What about congressional support for free speech?
We will see more legislative battles. Last year, the House and the Senate passed a law that would have made it a crime for any federal official to leak any classified information. President Clinton vetoed that bill [but] we could have a revival of it. One way to judge the Bush administration in terms of the First Amendment will be by watching the position they take on this issue.
Why?
We’ve never limited the range of information that the public gets about the government to what the government wants the public to read. Instead we’ve depended on journalists to seek out information and provide it to the public. All sorts of information is classified-millions and millions of documents. There was a time when the White House menu was classified. The system has often been used to classify information that the government would rather not have out because it would make officials look bad. And yet legislation almost got through last year which would have made it a crime to release any [classified] information, no matter how valuable it was to the public and no matter how totally innocuous the harm to national security. It was a flat rule saying, “If anyone in the government releases any classified information, it’s a crime.”
What’s your take on this type of legislation?

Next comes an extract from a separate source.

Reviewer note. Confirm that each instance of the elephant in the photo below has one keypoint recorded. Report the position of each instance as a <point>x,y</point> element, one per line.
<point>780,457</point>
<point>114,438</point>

We have lived without that law for many years and have had a country that functioned well. When the country did not function well it was often for lack of information rather than too much information. Senator [Daniel Patrick] Moynihan wrote a study for the Congress a few years ago on secrecy and later wrote a book called “Secrecy” in which he wrote the line, “Secrecy is for losers.” And legislation of this sort-that may yet come back to the Senate-is also for losers. I think the public would lose valuable information without serving any legitimate government interests. If the administration pushes for or supports legislation which would criminalize all governmental leaks, it will be sending a very disturbing signal about it’s First Amendment orientation.